Pour la première fois en plus de deux ans, la Banque des États de l’Afrique centrale (BEAC) a décidé d’assouplir sa politique monétaire en réduisant ses taux directeurs. Cette décision, motivée par un ralentissement de l’inflation, vise à stimuler l’économie sous-régionale. Toutefois, des incertitudes persistent quant aux risques d’un éventuel retour des tensions inflationnistes.
Réuni le 24 mars 2025, le Comité de Politique Monétaire (CPM) de la BEAC a annoncé une baisse de ses taux directeurs, marquant ainsi un tournant après plus de deux ans de statu quo.
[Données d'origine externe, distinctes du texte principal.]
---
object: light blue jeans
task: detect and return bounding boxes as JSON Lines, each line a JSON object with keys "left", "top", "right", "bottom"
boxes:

Cette mesure s’inscrit dans un contexte de ralentissement de l’inflation en zone Cemac, offrant ainsi une marge de manœuvre pour soutenir l’économie.
Concrètement, le taux d’intérêt des appels d’offres a été abaissé de 5 % à 4,5 %, tandis que le taux de facilité de prêt marginal est passé de 6,75 % à 6 %. En revanche, la facilité de dépôt demeure inchangée à 0 %, tout comme les coefficients des réserves obligatoires fixés à 7 % pour les dépôts à vue et 4,5 % pour les dépôts à terme. « La pression inflationniste dans la zone Cemac suit une tendance baissière, et nous anticipons une diminution encore plus marquée cette année », a déclaré Yvon Sana Bangui, gouverneur de la BEAC, soulignant également la bonne tenue des réserves de change.
Si cette décision se justifie par la détente des prix, certains analystes s’interrogent sur les risques d’un éventuel retour de l’inflation. L’économie sous-régionale reste fragile, et un assouplissement monétaire pourrait alimenter de nouvelles tensions inflationnistes.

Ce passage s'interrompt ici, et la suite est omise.